Reputation: 3
I'm trying to get a count of 'visit' records created by joining values from 3 tables. I have a simple query below but it takes almost 30 min on the db. Is there a way to optimize this query any further?
select a."ClientID" as ClientID, b."ProviderID" as ProviderID, count(1) as VisitCount
from "Log" c
inner join "MessageDetail" b on c."MessageDetailID" = b."MessageDetailID"
inner join "Message" a on a."MessageID" = b."MessageID"
where a."CreatedUTCDate" >= NOW() - INTERVAL '1 HOUR'
group by a."ClientID", b."ProviderID"
Example Result
ClientID ProviderID VisitCount
3245cf64-test-4d05-9d5d-345653566455 677777 1
3245cf64-test-4d05-9d5d-345653566455 677777 1
0284a326-test-4757-b00e-34563465dfgg 9999 5
Explain plan
GroupAggregate (cost=6529150.62..6529160.28 rows=483 width=48)
Group Key: a."ClientID", b."ProviderID"
-> Sort (cost=6529150.62..6529151.83 rows=483 width=40)
Sort Key: a."ClientID", b."ProviderID"
-> Nested Loop (cost=1.00..6529129.09 rows=483 width=40)

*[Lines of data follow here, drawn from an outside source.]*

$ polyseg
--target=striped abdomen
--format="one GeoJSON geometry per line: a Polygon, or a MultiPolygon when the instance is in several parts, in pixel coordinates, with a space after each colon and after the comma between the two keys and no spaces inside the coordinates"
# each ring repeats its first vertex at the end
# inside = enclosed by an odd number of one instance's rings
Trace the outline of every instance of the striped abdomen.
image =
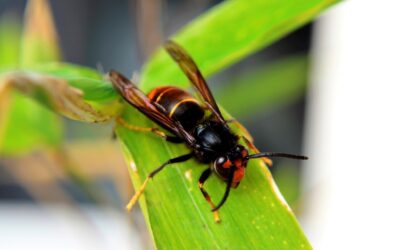
{"type": "Polygon", "coordinates": [[[188,92],[177,87],[158,87],[148,97],[165,109],[165,114],[179,121],[186,130],[193,129],[204,117],[199,102],[188,92]]]}

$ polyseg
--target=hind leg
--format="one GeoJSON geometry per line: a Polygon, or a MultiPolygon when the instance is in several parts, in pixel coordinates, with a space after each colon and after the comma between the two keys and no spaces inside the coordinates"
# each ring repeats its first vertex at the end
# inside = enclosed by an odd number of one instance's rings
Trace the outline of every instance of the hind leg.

-> Nested Loop (cost=0.56..6509867.54 rows=3924 width=48)
-> Seq Scan on "Message" a (cost=0.00..6274917.96 rows=3089 width=44)
Filter: ("CreatedUTCDate" >= (now() - '01:00:00'::interval))
-> Index Scan using "ix_MessageDetail_MessageId" on "MessageDetail" b (cost=0.56..75.40 rows=66 width=20)
Index Cond: ("MessageID" = a."MessageID")
-> Index Only Scan using "ix_Log_MessageDetailId" on "Log" c (cost=0.43..4.90 rows=1 width=8)
Index Cond: ("MessageDetailID" = b."MessageDetailID")
Explain Analyze Plan
GroupAggregate (cost=6529127.35..6529137.01 rows=483 width=48) (actual time=791639.382..791661.555 rows=118 loops=1)
Group Key: a."ClientID", b."ProviderID"
-> Sort (cost=6529127.35..6529128.56 rows=483 width=40) (actual time=791639.373..791649.235 rows=64412 loops=1)
Sort Key: a."ClientID", b."ProviderID"
Sort Method: external merge Disk: 3400kB
-> Nested Loop (cost=1.00..6529105.82 rows=483 width=40) (actual time=25178.920..791410.769 rows=64412 loops=1)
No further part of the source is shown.